Accelerated Molecular Vibrational Decay and Suppressed Electronic Nonlinearities in Plasmonic Cavities through Coherent Raman Scattering

TL;DR

This study demonstrates that plasmonic nanogaps significantly accelerate molecular vibrational decay and suppress electronic nonlinearities, enabling advanced single-molecule vibrational studies and optomechanics at ultralow powers.

Contribution

It introduces a novel three-colour time-resolved coherent anti-Stokes Raman spectroscopy method to study vibrational dynamics in plasmonic nanogaps, revealing enhanced decay rates and suppressed nonlinearities.

Findings

Vibrational decay rates are accelerated ten-fold in nanogaps.

FWM is strongly suppressed in nm-wide plasmonic gaps.

Ultrafast vibrational decay is driven by local temperature rise.

Abstract

Molecular vibrations and their dynamics are of outstanding importance for electronic and thermal transport in nanoscale devices as well as for molecular catalysis.
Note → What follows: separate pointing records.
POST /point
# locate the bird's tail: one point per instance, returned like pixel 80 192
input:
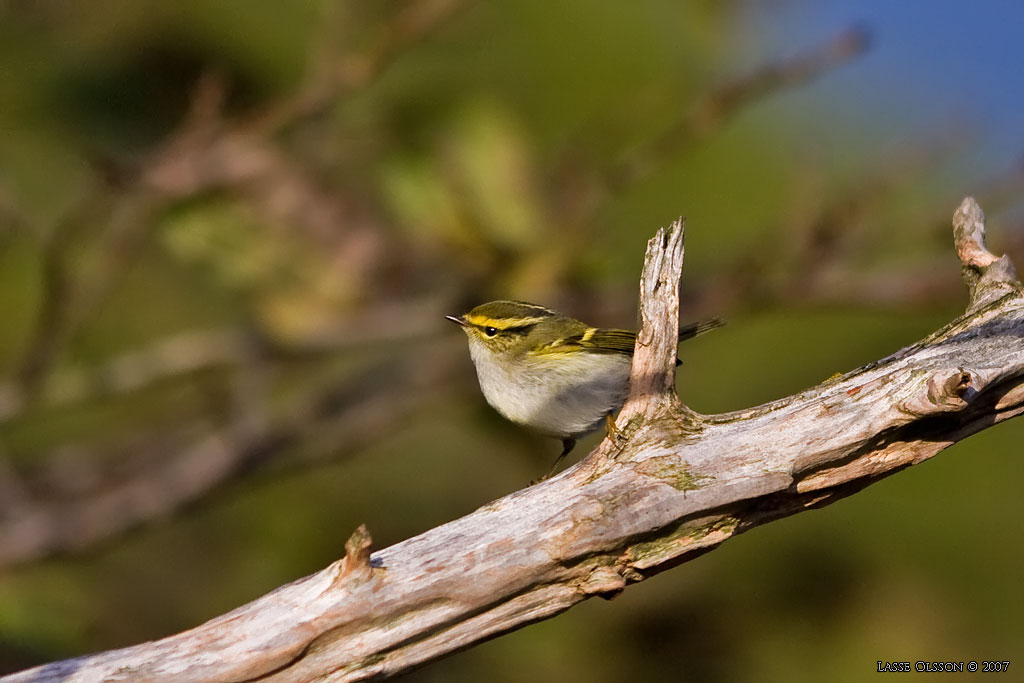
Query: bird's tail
pixel 696 329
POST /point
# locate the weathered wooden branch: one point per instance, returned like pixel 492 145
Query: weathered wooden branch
pixel 674 484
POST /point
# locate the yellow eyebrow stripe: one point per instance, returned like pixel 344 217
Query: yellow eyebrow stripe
pixel 503 323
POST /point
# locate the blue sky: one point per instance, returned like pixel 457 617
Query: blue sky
pixel 933 66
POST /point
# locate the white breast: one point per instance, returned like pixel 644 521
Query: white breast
pixel 561 396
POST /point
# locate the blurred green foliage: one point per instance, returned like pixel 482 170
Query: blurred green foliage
pixel 472 166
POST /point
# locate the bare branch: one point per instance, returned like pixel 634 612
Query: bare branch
pixel 678 485
pixel 711 112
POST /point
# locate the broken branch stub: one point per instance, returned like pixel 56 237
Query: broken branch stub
pixel 669 494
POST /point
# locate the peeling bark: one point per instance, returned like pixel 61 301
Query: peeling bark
pixel 672 485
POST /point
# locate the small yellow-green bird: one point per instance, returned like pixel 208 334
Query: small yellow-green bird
pixel 551 373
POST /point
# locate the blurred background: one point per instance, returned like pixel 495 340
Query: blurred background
pixel 229 231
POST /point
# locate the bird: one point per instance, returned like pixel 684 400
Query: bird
pixel 550 373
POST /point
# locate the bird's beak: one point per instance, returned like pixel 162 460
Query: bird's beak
pixel 457 319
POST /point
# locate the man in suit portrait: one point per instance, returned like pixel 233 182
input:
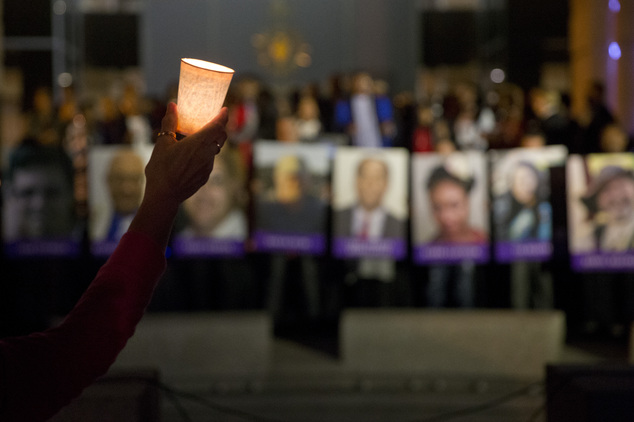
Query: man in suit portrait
pixel 368 218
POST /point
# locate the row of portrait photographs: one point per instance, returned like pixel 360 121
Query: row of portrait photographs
pixel 366 197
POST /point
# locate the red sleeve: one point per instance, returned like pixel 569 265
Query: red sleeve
pixel 42 372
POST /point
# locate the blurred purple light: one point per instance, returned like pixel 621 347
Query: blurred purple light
pixel 614 50
pixel 614 5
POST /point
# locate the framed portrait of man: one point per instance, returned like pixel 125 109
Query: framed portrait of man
pixel 450 215
pixel 600 200
pixel 370 208
pixel 39 215
pixel 116 181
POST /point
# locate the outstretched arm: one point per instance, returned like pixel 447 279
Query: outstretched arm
pixel 42 372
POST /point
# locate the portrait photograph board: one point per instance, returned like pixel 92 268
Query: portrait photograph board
pixel 213 221
pixel 370 202
pixel 450 213
pixel 290 193
pixel 116 181
pixel 39 212
pixel 521 202
pixel 600 198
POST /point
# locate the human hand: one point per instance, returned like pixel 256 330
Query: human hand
pixel 177 169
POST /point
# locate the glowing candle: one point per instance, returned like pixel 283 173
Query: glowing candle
pixel 202 88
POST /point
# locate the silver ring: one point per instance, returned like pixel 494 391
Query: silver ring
pixel 167 132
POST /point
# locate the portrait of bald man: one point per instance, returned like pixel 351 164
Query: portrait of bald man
pixel 368 218
pixel 117 181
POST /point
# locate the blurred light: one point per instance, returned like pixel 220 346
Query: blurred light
pixel 65 79
pixel 614 50
pixel 59 7
pixel 303 59
pixel 615 5
pixel 79 120
pixel 498 76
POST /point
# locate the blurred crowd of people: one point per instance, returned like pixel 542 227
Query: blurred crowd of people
pixel 463 116
pixel 350 109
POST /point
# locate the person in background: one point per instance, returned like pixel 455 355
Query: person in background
pixel 42 372
pixel 364 116
pixel 614 139
pixel 551 118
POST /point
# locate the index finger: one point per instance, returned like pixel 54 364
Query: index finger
pixel 170 120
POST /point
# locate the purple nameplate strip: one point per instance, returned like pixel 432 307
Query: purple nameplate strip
pixel 103 247
pixel 603 261
pixel 449 253
pixel 306 244
pixel 186 247
pixel 523 251
pixel 42 248
pixel 349 247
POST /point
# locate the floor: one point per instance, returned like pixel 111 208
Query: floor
pixel 307 385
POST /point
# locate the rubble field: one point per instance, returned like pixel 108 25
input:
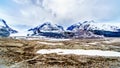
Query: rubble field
pixel 21 53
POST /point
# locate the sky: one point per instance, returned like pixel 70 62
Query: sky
pixel 29 13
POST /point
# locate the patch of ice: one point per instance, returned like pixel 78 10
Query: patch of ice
pixel 80 52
The vibrational dynamics of <100 molecules are studied through three-colour time-resolved coherent anti-Stokes Raman spectroscopy (trCARS) using plasmonic nanoantennas. This isolates molecular signals from four-wave mixing (FWM), while using exceptionally low nanowatt powers to avoid molecular damage via single-photon lock-in detection. FWM is found to be strongly suppressed in nm-wide plasmonic gaps compared to plasmonic nanoparticles. The ultrafast vibrational decay rates of biphenyl-4-thiol molecules are accelerated ten-fold by a transient rise in local non-equilibrium temperature excited by enhanced, pulsed optical fields within these plasmonic nanocavities. Separating the contributions of vibrational population decay and dephasing carefully explores the vibrational decay channels of these tightly confined molecules. Such extreme plasmonic enhancement within nanogaps opens up prospects for measuring single-molecule vibrationally-coupled dynamics and diverse molecular optomechanics phenomena.